= Oscar Mogollon =

Education visionary

Oscar Mogollón Jaimes (1940 – 18 October 2009) was a Colombian educator. He was an education visionary of the late 20th century who pioneered the Escuela Nueva model and the Active school approach, educational models that have been used to improve the quality of education of the poorest children around the world.

== Biography ==
Mogollón was born in the city of Pamplona, Colombia where he studied Psychopedagogy at the University of Pamplona. Mogollón pioneered the creation of Escuela Nueva and the Active schools
approach, which are successful educational models that expanded throughout Colombia, Latin America, and Africa. Mogollón devoted his entire life to creating new ways of improving the quality of education of the poorest children in the most impoverished rural communities. His ideas and educational models changed the lives of millions of children around the world. Mogollón died of cancer in 2009, but his educational models are still widely used by international organizations around the world.

== Career ==
Mogollón was a pedagogue that started his career as a teacher in rural Colombia in 1964. He managed to take into practice the principles of Active school and he proved that it was possible to deliver a better quality of education to the children of the most impoverished areas. By his own initiative, Mogollón organized the teachers of more than 100 schools to build and develop strategies together that would change the conditions of education in Colombia. Later in 1976, with Vicky Colbert and Beryl Levinger, created Escuela Nueva, which has been key in the improvement of education in Latin America.

Mogollón held important positions within the Ministry of National Education (Colombia), and kept developing methodologic strategies to improve quality of education. Having been a teacher himself, Oscar knew that a successful school required successful teachers, so he formed a work force of competent teachers able to attend the diverse problems of the rural school. He also created teacher´s circles, where teachers helped other teachers build their knowledge and where everyone shared their thoughts. He found new ways to keep track of the teachers work, he encouraged the visits of inspectors and technical support, but not to control the teachers, but to support them in their work, he called this "acompañamiento pedagogico" or educational support. With this idea, the teachers in the most remote geographical areas started to feel the need of networking with the outside world, to be able to share their doubts and get some feedback on their work. He also motivated guided teacher internships, in which the teachers were able to see examples of how other schools solved the same problems. This was also an opportunity to generate new ways of teaching and learning.

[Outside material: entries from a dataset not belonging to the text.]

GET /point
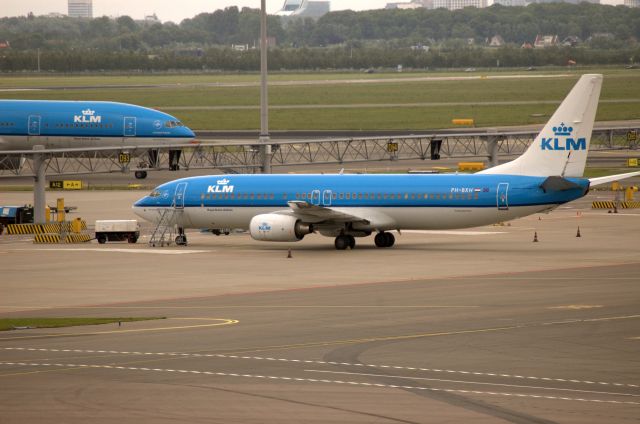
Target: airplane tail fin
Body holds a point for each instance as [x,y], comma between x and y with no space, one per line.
[561,148]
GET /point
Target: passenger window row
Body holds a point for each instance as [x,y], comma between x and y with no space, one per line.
[345,196]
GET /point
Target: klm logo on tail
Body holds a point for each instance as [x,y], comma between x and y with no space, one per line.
[562,140]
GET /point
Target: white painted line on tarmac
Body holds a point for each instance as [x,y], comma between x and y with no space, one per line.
[158,251]
[519,386]
[313,380]
[308,361]
[454,233]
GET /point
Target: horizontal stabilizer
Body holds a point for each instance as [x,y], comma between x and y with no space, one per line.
[558,184]
[612,178]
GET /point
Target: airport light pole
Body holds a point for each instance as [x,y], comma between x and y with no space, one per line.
[39,198]
[265,147]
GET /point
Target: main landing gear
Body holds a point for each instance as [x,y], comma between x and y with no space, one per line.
[181,239]
[345,240]
[384,239]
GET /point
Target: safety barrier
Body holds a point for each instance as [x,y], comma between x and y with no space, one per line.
[55,238]
[54,227]
[612,205]
[47,238]
[77,238]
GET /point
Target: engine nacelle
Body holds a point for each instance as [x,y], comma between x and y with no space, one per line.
[275,227]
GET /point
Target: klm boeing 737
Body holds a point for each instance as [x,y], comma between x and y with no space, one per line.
[83,124]
[288,207]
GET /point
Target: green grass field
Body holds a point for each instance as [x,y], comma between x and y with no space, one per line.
[12,323]
[323,101]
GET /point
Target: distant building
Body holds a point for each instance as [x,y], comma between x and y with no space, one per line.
[571,41]
[458,4]
[563,1]
[304,9]
[413,4]
[496,41]
[511,2]
[151,19]
[543,41]
[81,8]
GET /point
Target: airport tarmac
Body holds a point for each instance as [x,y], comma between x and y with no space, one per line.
[480,325]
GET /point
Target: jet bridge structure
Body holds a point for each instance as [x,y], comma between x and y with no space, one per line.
[243,156]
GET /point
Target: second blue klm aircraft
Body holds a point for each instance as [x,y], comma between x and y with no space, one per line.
[288,207]
[78,125]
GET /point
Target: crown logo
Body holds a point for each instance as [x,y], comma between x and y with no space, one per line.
[562,129]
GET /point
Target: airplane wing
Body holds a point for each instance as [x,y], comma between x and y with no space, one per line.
[612,178]
[318,213]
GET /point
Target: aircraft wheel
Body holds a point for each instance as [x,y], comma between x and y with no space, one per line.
[352,241]
[181,240]
[390,239]
[341,242]
[384,239]
[380,239]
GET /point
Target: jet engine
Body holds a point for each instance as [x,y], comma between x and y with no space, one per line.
[275,227]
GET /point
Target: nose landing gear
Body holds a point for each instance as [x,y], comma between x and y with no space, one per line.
[384,239]
[345,240]
[181,239]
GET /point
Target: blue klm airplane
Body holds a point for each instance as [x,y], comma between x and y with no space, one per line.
[288,207]
[84,124]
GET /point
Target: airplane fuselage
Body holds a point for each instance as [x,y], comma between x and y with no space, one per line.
[71,124]
[384,202]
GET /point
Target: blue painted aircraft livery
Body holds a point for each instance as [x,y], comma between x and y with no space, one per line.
[79,124]
[286,208]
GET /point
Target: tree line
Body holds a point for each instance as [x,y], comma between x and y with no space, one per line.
[226,59]
[346,39]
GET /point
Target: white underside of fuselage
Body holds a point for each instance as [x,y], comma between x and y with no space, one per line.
[384,218]
[12,142]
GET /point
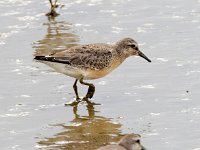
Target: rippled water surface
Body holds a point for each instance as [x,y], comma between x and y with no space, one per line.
[158,100]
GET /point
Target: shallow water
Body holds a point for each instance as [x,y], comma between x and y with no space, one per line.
[160,100]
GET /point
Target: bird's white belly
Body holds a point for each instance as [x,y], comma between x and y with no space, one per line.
[66,69]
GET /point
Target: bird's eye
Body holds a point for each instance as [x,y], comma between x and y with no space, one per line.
[132,45]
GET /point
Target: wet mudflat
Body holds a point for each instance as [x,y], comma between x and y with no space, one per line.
[160,100]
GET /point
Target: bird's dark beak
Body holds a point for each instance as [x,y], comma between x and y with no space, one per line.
[143,148]
[143,56]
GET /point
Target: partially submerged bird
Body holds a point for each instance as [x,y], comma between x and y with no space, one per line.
[128,142]
[91,61]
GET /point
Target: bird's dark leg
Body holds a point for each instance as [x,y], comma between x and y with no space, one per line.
[53,12]
[76,89]
[91,88]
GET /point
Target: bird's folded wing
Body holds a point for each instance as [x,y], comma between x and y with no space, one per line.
[92,57]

Later while working for AED (non-profit) as international Consultant for education in Guatemala, Nicaragua, Peru, Equatorial Guinea, he applied his experiences in Colombia and adapted the Colombian model to the needs, aspirations, contexts and interest of each country. The governments of many countries gave several awards to Mogollón for his successful efforts in improving the quality of education of the poorest areas.

== Improving the quality of education ==
Knowing the limitations of a rural school and taking them into consideration, Mogollón started to innovate strategies to customize the learning process for each boy and girl according to their individual needs. He started to think about the conditions of the rural teacher and he highlighted the need of training teachers constantly in order to revitalize their skills and knowledge and to improve their personal and professional growth, and that way create engagement and commitment from the teachers to the school.

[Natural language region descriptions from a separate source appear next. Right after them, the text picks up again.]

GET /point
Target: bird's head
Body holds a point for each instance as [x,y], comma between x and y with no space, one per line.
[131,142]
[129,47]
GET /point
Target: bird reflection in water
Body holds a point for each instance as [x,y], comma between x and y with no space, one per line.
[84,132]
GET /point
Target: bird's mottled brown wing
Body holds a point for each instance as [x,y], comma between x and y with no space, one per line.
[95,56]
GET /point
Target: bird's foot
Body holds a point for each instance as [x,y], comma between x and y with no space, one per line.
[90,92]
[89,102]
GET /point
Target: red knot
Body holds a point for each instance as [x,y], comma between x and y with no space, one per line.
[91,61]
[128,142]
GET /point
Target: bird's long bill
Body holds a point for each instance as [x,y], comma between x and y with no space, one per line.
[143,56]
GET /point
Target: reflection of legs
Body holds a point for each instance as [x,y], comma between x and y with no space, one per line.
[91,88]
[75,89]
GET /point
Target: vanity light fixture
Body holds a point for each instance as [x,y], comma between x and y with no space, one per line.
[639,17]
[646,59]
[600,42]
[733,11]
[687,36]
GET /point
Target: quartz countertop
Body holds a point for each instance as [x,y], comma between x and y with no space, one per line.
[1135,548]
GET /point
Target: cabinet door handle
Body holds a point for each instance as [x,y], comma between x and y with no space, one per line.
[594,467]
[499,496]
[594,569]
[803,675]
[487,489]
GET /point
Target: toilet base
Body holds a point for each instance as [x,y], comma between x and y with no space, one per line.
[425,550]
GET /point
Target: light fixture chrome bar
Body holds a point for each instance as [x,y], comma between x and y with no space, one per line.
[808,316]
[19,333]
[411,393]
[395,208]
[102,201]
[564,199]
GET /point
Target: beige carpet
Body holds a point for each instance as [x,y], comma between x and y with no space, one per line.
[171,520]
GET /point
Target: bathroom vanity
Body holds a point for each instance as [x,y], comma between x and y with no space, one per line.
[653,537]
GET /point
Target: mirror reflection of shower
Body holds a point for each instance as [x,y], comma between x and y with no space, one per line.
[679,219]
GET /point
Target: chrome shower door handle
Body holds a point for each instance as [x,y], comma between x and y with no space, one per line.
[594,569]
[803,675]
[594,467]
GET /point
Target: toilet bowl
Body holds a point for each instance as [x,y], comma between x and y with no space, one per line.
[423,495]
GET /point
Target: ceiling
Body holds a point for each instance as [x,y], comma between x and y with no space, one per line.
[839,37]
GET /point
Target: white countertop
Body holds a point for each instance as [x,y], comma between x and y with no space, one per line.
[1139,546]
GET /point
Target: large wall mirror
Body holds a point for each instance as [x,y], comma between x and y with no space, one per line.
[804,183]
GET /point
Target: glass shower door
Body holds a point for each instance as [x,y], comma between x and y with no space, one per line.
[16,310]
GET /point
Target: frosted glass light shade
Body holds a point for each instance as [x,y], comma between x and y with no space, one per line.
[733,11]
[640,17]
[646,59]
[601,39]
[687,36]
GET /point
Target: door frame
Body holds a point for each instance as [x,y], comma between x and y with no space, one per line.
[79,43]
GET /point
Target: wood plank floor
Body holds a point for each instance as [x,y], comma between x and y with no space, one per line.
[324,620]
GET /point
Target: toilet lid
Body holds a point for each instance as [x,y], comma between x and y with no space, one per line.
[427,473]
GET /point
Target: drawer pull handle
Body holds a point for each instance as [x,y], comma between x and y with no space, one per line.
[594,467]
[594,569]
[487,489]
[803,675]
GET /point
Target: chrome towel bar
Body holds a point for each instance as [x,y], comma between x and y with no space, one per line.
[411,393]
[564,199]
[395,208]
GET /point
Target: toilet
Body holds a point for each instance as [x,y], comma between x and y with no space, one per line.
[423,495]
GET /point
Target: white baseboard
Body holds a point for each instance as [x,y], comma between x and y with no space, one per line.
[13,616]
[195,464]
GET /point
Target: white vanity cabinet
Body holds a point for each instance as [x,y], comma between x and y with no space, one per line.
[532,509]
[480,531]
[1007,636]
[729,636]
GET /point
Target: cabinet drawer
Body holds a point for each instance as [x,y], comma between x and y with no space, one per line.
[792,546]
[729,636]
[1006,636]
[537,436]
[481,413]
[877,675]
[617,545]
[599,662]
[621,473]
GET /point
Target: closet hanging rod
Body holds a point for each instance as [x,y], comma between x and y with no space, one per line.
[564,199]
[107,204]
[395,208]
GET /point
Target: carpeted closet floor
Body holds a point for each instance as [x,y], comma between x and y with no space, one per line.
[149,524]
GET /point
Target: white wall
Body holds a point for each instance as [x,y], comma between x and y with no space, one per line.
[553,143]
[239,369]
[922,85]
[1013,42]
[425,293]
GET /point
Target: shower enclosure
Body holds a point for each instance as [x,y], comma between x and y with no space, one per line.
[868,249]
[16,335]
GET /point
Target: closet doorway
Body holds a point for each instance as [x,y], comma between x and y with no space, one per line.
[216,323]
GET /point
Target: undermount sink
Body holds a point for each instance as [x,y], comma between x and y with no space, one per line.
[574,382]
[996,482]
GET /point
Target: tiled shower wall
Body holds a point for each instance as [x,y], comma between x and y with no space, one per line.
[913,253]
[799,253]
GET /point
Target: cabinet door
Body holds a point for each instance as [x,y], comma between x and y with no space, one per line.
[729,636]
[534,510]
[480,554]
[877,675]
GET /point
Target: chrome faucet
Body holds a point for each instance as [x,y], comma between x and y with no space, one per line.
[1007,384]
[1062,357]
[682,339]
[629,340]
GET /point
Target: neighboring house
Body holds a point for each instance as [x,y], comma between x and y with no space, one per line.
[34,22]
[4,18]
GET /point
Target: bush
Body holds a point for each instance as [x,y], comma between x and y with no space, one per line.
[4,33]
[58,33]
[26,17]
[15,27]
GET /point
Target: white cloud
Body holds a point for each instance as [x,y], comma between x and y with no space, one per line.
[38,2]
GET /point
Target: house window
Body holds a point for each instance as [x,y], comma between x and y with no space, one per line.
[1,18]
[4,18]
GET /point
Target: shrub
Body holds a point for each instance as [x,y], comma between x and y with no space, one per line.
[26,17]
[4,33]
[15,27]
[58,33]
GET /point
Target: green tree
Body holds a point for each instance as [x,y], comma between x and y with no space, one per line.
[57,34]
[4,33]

Mogollón´s thoughts were focused on building a rural school that would answer the problems of low quality, inequality, low coverage and internal deficiency. This is the reason he focused in rural teachers, and knowing that it was difficult to measure the quality of a teacher, specially in the most impoverished areas, he developed methods that raised the enthusiasm of teachers, as they became more involved in the school and interested in their own learning. He worked intensively to improve the conditions in which they work and to improve their social image.

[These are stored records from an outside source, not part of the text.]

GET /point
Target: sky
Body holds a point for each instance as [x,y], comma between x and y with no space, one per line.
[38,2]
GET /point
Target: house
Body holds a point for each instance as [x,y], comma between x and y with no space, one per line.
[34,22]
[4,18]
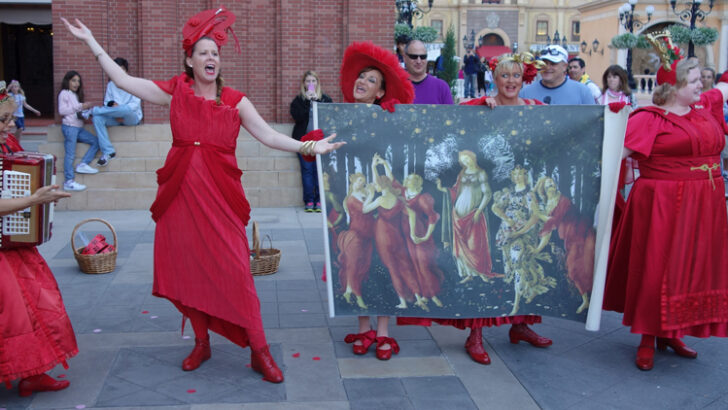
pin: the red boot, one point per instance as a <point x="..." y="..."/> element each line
<point x="366" y="338"/>
<point x="646" y="353"/>
<point x="474" y="347"/>
<point x="40" y="382"/>
<point x="199" y="354"/>
<point x="523" y="332"/>
<point x="262" y="362"/>
<point x="386" y="354"/>
<point x="678" y="346"/>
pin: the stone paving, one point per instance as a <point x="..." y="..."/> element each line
<point x="131" y="346"/>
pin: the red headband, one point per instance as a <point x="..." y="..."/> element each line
<point x="209" y="23"/>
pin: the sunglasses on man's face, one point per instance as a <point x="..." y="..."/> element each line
<point x="552" y="51"/>
<point x="416" y="56"/>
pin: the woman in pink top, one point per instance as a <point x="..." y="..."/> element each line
<point x="70" y="106"/>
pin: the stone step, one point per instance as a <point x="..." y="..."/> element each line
<point x="108" y="199"/>
<point x="270" y="177"/>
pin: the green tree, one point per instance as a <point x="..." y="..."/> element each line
<point x="449" y="73"/>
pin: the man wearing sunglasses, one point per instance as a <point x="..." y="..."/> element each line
<point x="428" y="89"/>
<point x="556" y="87"/>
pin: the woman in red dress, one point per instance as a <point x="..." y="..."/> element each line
<point x="355" y="243"/>
<point x="201" y="255"/>
<point x="35" y="333"/>
<point x="510" y="72"/>
<point x="579" y="237"/>
<point x="668" y="264"/>
<point x="372" y="75"/>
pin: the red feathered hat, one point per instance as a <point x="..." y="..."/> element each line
<point x="209" y="23"/>
<point x="360" y="55"/>
<point x="665" y="76"/>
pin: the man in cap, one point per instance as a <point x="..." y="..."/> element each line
<point x="555" y="86"/>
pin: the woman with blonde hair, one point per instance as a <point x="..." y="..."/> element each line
<point x="310" y="91"/>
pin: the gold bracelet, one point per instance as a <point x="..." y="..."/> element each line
<point x="307" y="148"/>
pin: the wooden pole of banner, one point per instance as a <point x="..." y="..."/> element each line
<point x="324" y="212"/>
<point x="615" y="126"/>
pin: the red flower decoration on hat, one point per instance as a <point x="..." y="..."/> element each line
<point x="209" y="23"/>
<point x="219" y="36"/>
<point x="360" y="55"/>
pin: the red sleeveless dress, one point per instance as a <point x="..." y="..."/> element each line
<point x="201" y="255"/>
<point x="35" y="332"/>
<point x="668" y="262"/>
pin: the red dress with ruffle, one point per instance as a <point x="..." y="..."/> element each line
<point x="424" y="254"/>
<point x="579" y="241"/>
<point x="355" y="246"/>
<point x="668" y="262"/>
<point x="35" y="332"/>
<point x="201" y="254"/>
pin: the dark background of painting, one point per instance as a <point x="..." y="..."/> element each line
<point x="546" y="140"/>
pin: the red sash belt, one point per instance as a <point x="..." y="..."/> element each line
<point x="680" y="168"/>
<point x="224" y="175"/>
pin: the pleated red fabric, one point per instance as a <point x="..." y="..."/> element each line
<point x="668" y="264"/>
<point x="201" y="255"/>
<point x="35" y="332"/>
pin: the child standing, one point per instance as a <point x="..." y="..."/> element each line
<point x="71" y="106"/>
<point x="20" y="102"/>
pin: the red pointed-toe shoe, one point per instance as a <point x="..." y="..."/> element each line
<point x="367" y="338"/>
<point x="677" y="346"/>
<point x="200" y="353"/>
<point x="523" y="332"/>
<point x="262" y="362"/>
<point x="386" y="354"/>
<point x="474" y="347"/>
<point x="40" y="382"/>
<point x="645" y="357"/>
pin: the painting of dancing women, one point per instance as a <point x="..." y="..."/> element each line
<point x="462" y="212"/>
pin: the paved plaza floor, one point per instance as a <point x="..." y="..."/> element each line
<point x="131" y="347"/>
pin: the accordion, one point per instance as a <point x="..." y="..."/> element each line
<point x="21" y="174"/>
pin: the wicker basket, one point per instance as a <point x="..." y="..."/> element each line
<point x="98" y="263"/>
<point x="263" y="261"/>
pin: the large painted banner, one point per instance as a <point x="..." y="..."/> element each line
<point x="460" y="212"/>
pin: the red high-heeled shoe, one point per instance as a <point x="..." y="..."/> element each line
<point x="523" y="332"/>
<point x="262" y="362"/>
<point x="200" y="353"/>
<point x="40" y="382"/>
<point x="386" y="354"/>
<point x="367" y="338"/>
<point x="645" y="357"/>
<point x="677" y="345"/>
<point x="474" y="347"/>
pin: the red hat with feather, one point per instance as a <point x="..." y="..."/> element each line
<point x="360" y="55"/>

Mogollón changed the ways of thinking and attitude of teachers in Latin America and Africa, making them realize the key role they play in the quality of learning. He made visible the teachers of the most geographically remote areas, bringing them pedagogic tools to address the need of the multigrade school. He brought to the teachers tools that made them able to analyze deep conceptualizations of evolutive psychology, and learning psychology, didactic and learning strategies integrated in practice, in the classroom and community. He frequently quoted Paulo Freire, saying "No one is born ? [sic]formed: it is through self-experience in the world that we become what we are." Inspired by Freire and other renowned pedagogues, he encouraged teachers to share experiences, learn from one another and to build new knowledge from their daily practice.